Optimized KiU-Net: A Convolutional Autoencoder for Retinal Vessel Segmentation in Medical Images


Bilal H., Bendechache M., DİREKOĞLU C.

IEEE Access, vol.14, pp.2784-2799, 2026 (SCI-Expanded, Scopus) identifier identifier

  • Publication Type: Article / Article
  • Volume: 14
  • Publication Date: 2026
  • Doi Number: 10.1109/access.2025.3648822
  • Journal Name: IEEE Access
  • Journal Indexes: Science Citation Index Expanded (SCI-EXPANDED), Scopus, Compendex, INSPEC, Directory of Open Access Journals
  • Page Numbers: pp.2784-2799
  • Keywords: low-contrast, optimized KiU-Net, Retinal vessel segmentation, U-Net
  • Middle East Technical University Affiliated: Yes

Abstract

Medical image segmentation plays a central role in enhancing diagnosis, surgical planning, and treatment strategies, and in this work, the focus is on segmenting retinal vessels from color fundus images. Precise vessel extraction is essential because vessel morphology reflects several ophthalmic conditions. Wide neural networks such as U-Net and KiU-Net have improved retinal vessel segmentation; however, thin and low-contrast vessel regions remain difficult to capture.
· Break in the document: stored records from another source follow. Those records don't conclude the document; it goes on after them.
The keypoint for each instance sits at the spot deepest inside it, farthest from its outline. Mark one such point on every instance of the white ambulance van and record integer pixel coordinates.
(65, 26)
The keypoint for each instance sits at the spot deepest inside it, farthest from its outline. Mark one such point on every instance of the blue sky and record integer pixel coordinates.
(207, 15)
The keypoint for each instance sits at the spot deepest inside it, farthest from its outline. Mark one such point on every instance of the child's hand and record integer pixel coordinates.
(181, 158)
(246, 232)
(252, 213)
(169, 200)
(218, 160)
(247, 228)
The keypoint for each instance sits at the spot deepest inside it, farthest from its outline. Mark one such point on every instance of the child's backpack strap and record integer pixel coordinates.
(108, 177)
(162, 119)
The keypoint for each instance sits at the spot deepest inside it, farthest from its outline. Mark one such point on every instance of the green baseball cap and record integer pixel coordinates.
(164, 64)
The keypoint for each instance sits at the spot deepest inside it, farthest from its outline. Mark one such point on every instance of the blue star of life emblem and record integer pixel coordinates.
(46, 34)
U-Net follows an undercomplete design that limits its ability to retain fine structures, whereas KiU-Net combines undercomplete and overcomplete paths to provide better detail extraction but still suffers from accuracy limitations and increased computational cost. We present an Optimized KiU Net model that improves the segmentation of thin and low-contrast retinal vessels while keeping the model lightweight. The design refines convolution channel selection and increases encoder depth, and the final feature fusion uses a single concatenation step, which supports faster convergence with fewer parameters. On the RITE dataset, the model achieves an F1 score of 79.80 and an IoU of 66.30, outperforming U-Net, KiU-Net, and other similar sized architectures. Compared to KiU-Net, the gains are about four points in F1 and six points in IoU with fewer parameters. Additional evaluation on the GlaS dataset shows F1 and IoU scores of 82.21 and 71.03, demonstrating that the method remains effective when compared with existing approaches of comparable scale.